Open JonathanHuot opened 7 years ago
Please retry with latest stable release.
Hi, I have the same issue.
Version:
python3 -m pip list | grep uWSGI
uWSGI 2.0.15
I'm using the following to enable the uwsgi master fifo file:
master-fifo=/tmp/uwsgi__lx__hydra__amdde_dev__dwe__dwe.fifo
When sending the chain reload instruction:
echo c > ${file}
I can see in the logfiles that sometimes I get the error uwsgi_master_fifo()/mkfifo(): File exists [core/fifo.c line 110]
More complete log:
Mon Jul 29 10:13:20 2019 - chain reload starting...

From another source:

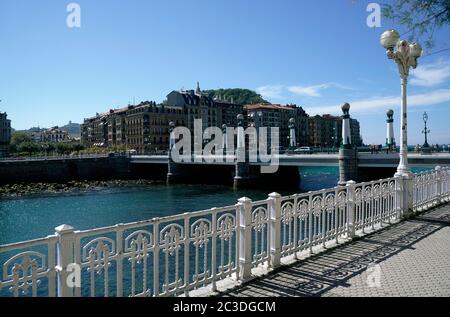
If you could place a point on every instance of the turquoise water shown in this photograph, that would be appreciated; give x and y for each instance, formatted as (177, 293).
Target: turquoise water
(35, 217)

Mon Jul 29 10:13:20 2019 - chain next victim is worker 1
Gracefully killing worker 1 (pid: 24937)...
uwsgi_master_fifo()/mkfifo(): File exists [core/fifo.c line 110]
07-29 10:13:20 - INFO > amdde_dev_dwe_dwe_worker_1: Stopping external process...

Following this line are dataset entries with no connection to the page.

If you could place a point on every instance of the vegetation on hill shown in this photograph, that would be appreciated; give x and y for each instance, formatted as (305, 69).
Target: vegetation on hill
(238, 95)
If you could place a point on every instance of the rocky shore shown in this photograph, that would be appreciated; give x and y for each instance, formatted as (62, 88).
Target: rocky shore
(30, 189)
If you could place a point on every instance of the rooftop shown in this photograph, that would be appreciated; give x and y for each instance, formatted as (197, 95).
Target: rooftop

Mon Jul 29 10:13:20 2019 - uWSGI worker 2 screams: UAAAAAAH my master disconnected: i will kill myself !!!
Mon Jul 29 10:13:20 2019 - uWSGI worker 3 screams: UAAAAAAH my master disconnected: i will kill myself !!!
Mon Jul 29 10:13:20 2019 - uWSGI worker 4 screams: UAAAAAAH my master disconnected: i will kill myself !!!
07-29 10:13:20 - INFO > amdde_dev_dwe_dwe_worker_2: Stopping external process...
07-29 10:13:20 - INFO > amdde_dev_dwe_dwe_worker_4: Stopping external process...
07-29 10:13:20 - INFO > amdde_dev_dwe_dwe_worker_3: Stopping external process...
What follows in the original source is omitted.